Nynaeve não entendeu bem essa última interação. Nem o atrevimento daqueles homens, achando que podiam falar em código — e bem na cara dela, que não poderia compreender o assunto. Em todo caso, já estava farta deles.
— Que bom que ele não precisa de um caçador de ladrões — ironizou Juilin, olhando de soslaio para Siuan e demonstrando claro desconforto. Não superara o choque de ter descoberto o nome dela. Nynaeve não tinha certeza se ele assimilara que Siuan fora estancada e não era mais o Trono de Amyrlin. Ele certamente parecia achá-la inquietante. — Assim, posso sentar e conversar. Vi vários sujeitos que parecem propensos a desabafar com uma caneca de cerveja.
— Ele praticamente me ignorou — disse Elayne, incrédula. — Pouco me importa qual é o problema entre ele e mamãe.
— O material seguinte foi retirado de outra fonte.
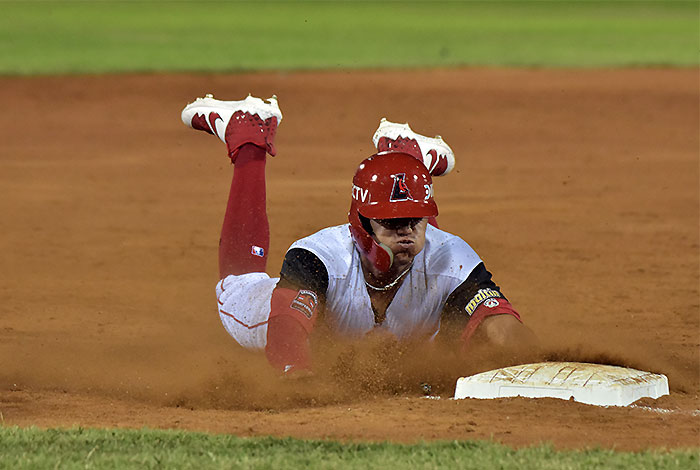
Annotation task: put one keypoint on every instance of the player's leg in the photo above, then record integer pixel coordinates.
(434, 152)
(248, 128)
Ele não tem direito de… Bem, mais tarde eu cuido de Lorde Gareth Bryne. Preciso conversar com Min, Nynaeve.
Nynaeve fez menção de seguir Elayne quando a garota partiu apressada em direção àquele corredor que levava às cozinhas — Min lhes daria respostas diretas —, mas Siuan segurou-a pelo braço com punhos de ferro.
A Siuan Sanche que curvara a cabeça de maneira submissa perante as Aes Sedai tinha sumido. Ninguém ali usava o xale. Ela não levantou a voz em nenhum momento. Não era preciso. A mulher encarou Juilin de um jeito que o deixou apavorado.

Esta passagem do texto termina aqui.